Engorgement can occur at any time during breastfeeding. It occurs when a milk duct becomes blocked, the affected part becomes hard and sensitive. Relief can be obtained from breastfeeding regularly on the side that is affected, placing the baby in a position in which the baby’s chin is aligned with the engorged spot. It may take several attempts to relieve a blocked duct. An electric breast pump may also be used is necessary to provide relief.

Not having enough milk is a big fear for first time breastfeeding mums. Newborn babies and those going through growth spurts will want to feed a lot. Regularly breastfeeding a baby showing signs of demanding more milk will quickly regulate the supply. A baby is most probably getting enough milk if they are gaining weight, have 6-8 wet nappies and 2-5 dirty nappies per day.

If you feel that your milk supply is not keeping up with demand, there are a few helpful supplements that may assist. Galactagogues are a type of herb that promote milk supply. These include fenugreek, fennel, goats rue, blessed thistle and alfalfa. Ask your naturopath for further advise on how and when to take these herbs may be best for you.

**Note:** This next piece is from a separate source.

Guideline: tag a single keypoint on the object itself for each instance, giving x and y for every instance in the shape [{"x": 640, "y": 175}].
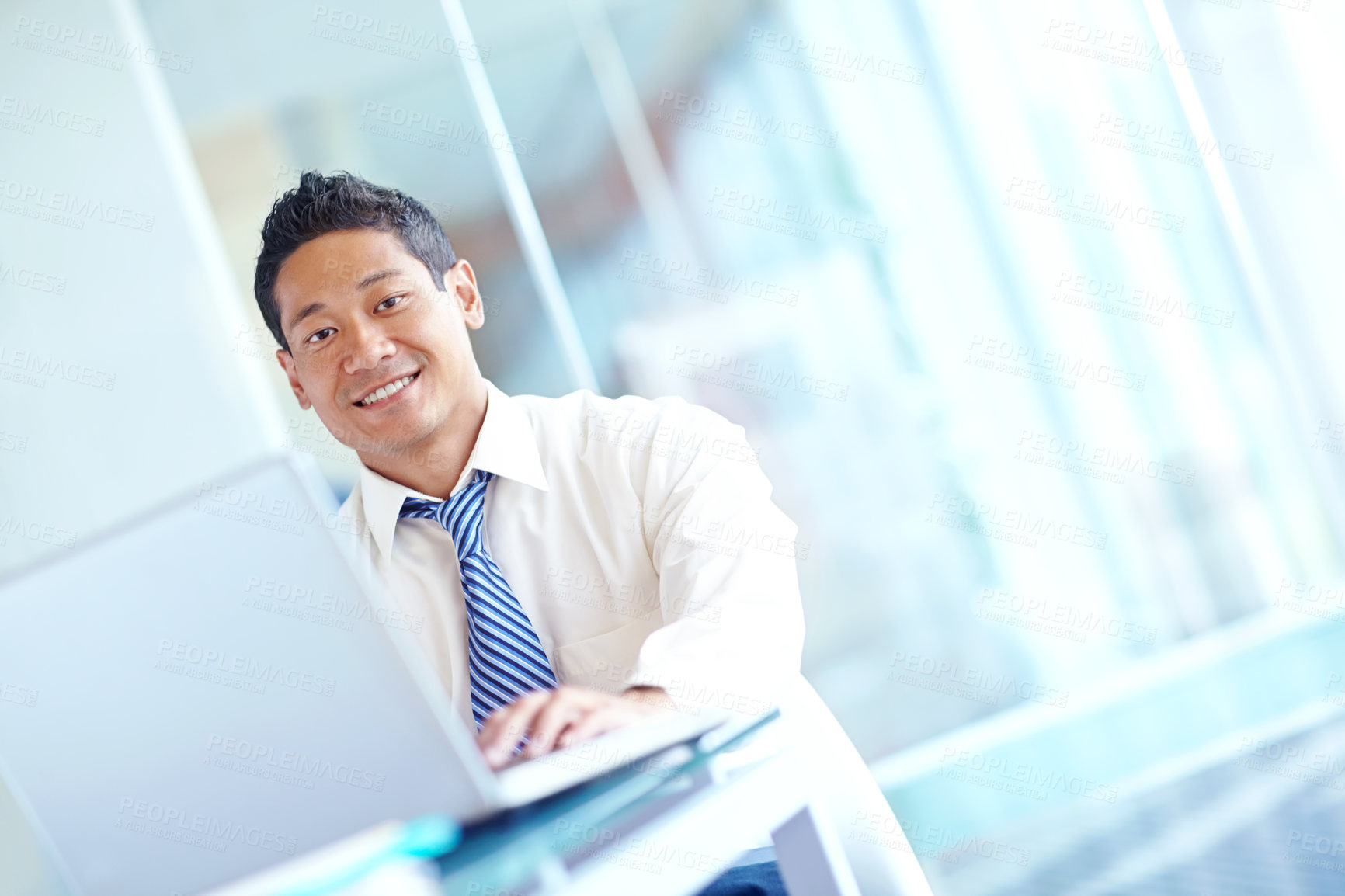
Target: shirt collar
[{"x": 505, "y": 447}]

Too much milk is also a challenge for mother and baby. With too much milk a baby may repeatedly choke, and mothers breast may become quickly engorged. Only breastfeed from one breast and only drain enough milk from the other with a pump to obtain a noticeable relief of pressure. Then cool this breast for 15-20 minutes with quark or cabbage leaves. After a few days the supply should have stabalised.

Do not use cabbage leaves for longer then 2 days or 3 times a day. If you feel that your supply is not regulating according to the demand, there are some herbal supplements that may also assist in decreasing the milk supply. Consult with your naturopath.

Nutrition is also very important to ensure a good milk supply. See my blog on optimal nutrition for the nursing mother for further information.


1 Comments to “By Leisha Novy – Naturopath”

  1. Stefi says:

    I totally agree with Amber that it’s been the inocidurtton of solid foods, and not breastfeeding, that have cleaned up my diet. Now that my 14-month old daughter eats what we eat (and, indeed, gets FURIOUS if we eat something and don’t share), I can’t get away with eating brownies for breakfast! And I don’t want her to be addicted to processed and junk foods the way I always have been. So she eats mostly fruits, vegetables, and eggs from the farmer’s market, all organic, and now we do, too! I won’t put anything into her body that’s junky (this includes meat/chicken from commercial feedlots), so we kind of have to follow suit. And it has been great! We don’t shun fat or sugar, we just eat only things that are very pure and whole. I have to say, I am really grateful to parenthood for FINALLY getting me to eat healthy (lord KNOWS I did not eat healthy during pregnancy or early days of breastfeeding and my robust child has always been the picture of health, anyway).